All these AI systems were in put in place over the past decade. Then COVID showed up. So when the genome sequence of the coronavirus was made public in January 2020, Moderna was off to the races pumping out and testing mRNAs that would tell cells how to manufacture the coronavirus’s spike protein so that the body’s immune system would recognize and destroy it. Within 42 days, the company had an mRNA vaccine ready to be tested in humans. It eventually went into hundreds of millions of arms.
Biotech harnesses the power of AI
Moderna is now turning its attention to other ailments that could be solved with mRNA, and the company is continuing to lean on AI. Scientists are still coming to Johnson with automation requests, which he happily obliges.
“We don’t think about AI in the context of replacing humans,” he told the Me, Myself, and AI podcast. “We always think about it in terms of this human-machine collaboration, because they’re good at different things. Humans are really good at creativity and flexibility and insight, whereas machines are really good at precision and giving the exact same result every single time and doing it at scale and speed.”

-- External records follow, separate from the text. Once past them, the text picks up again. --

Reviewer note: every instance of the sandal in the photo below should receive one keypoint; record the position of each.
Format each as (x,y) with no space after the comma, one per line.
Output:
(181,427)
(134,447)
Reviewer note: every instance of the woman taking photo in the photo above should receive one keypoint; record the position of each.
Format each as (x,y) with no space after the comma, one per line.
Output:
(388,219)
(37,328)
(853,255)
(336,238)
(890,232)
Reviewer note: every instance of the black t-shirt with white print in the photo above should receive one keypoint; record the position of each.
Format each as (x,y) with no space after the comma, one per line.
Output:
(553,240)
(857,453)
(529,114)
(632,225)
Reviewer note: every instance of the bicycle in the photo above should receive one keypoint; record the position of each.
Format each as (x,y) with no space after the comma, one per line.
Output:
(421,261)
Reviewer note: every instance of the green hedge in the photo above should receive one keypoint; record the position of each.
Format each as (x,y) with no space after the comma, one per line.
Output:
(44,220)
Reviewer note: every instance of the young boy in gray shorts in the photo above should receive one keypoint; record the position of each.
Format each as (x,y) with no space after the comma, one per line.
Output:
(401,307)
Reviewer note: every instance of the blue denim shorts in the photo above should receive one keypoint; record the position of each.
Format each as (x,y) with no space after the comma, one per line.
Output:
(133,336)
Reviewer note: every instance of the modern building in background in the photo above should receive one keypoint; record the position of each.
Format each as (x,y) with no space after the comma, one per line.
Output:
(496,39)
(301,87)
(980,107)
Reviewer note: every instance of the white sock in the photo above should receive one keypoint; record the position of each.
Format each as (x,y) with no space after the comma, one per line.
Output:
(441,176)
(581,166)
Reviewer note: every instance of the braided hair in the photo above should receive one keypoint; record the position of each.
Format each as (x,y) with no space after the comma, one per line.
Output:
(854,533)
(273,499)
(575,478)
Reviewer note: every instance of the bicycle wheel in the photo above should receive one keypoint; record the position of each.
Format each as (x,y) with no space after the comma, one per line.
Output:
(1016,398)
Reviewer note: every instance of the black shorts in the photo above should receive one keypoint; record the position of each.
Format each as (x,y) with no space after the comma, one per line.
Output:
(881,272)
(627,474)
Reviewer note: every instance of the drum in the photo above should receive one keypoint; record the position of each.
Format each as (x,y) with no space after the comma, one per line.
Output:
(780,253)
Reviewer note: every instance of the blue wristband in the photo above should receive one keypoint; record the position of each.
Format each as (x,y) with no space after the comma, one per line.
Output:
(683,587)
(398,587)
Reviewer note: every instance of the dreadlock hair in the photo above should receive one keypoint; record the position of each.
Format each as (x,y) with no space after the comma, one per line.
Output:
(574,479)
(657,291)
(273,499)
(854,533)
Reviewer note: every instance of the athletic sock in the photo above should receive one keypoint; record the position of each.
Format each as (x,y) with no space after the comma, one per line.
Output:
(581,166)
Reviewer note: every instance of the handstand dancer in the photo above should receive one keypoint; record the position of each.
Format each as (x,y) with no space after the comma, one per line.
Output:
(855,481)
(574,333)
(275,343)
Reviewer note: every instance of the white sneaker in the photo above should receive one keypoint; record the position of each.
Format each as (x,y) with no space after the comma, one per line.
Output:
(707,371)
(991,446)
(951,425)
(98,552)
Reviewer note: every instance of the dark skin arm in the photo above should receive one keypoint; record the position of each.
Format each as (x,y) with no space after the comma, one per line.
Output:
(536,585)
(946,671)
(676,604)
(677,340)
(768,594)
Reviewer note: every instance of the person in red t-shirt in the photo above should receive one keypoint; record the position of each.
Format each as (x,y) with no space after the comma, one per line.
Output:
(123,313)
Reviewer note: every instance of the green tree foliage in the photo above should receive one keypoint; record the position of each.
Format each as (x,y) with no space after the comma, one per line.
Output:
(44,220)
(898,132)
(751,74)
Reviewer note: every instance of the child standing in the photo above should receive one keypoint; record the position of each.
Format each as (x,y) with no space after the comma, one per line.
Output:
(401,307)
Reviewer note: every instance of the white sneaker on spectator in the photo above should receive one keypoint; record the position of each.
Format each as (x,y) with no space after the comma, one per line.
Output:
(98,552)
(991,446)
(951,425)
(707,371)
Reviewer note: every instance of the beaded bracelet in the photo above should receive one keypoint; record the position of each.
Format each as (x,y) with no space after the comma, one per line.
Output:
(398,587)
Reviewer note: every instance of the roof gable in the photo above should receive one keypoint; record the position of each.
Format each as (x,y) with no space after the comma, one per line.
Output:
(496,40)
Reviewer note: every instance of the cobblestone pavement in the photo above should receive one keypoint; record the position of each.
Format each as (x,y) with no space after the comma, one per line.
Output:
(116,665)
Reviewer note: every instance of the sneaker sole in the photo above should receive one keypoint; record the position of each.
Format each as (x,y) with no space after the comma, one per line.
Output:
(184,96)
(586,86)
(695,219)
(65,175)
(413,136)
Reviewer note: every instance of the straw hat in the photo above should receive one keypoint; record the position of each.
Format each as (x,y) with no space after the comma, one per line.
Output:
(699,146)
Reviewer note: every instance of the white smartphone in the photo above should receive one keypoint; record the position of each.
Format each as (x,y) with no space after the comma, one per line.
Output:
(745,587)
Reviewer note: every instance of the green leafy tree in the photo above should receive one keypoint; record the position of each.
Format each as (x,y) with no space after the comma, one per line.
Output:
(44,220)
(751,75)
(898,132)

Moderna, which was founded as a “digital biotech,” is undoubtedly the poster child of AI use in mRNA vaccines. Moderna recently signed a deal with IBM to use the company’s quantum computers as well as its proprietary generative AI, MoLFormer.
Moderna’s success is encouraging other companies to follow its example. In January, BioNTech, which partnered with Pfizer to make the other highly effective mRNA vaccine against COVID, acquired the company InstaDeep for $440 million to implement its machine learning AI across its mRNA medicine platform. And in May, Chinese technology giant Baidu announced an AI tool that designs super-optimized mRNA sequences in minutes. A nearly countless number of mRNA molecules can code for the same protein, but some are more stable and result in the production of more proteins. Baidu’s AI, called “LinearDesign,” finds these mRNAs. The company licensed the tool to French pharmaceutical company Sanofi.
Writing in the journal Accounts of Chemical Research in late 2021, Sebastian M. Castillo-Hair and Georg Seelig, computer engineers who focus on synthetic biology at the University of Washington, forecast that AI machine learning models will further accelerate the biotechnology research process, putting mRNA medicine into overdrive to the benefit of all.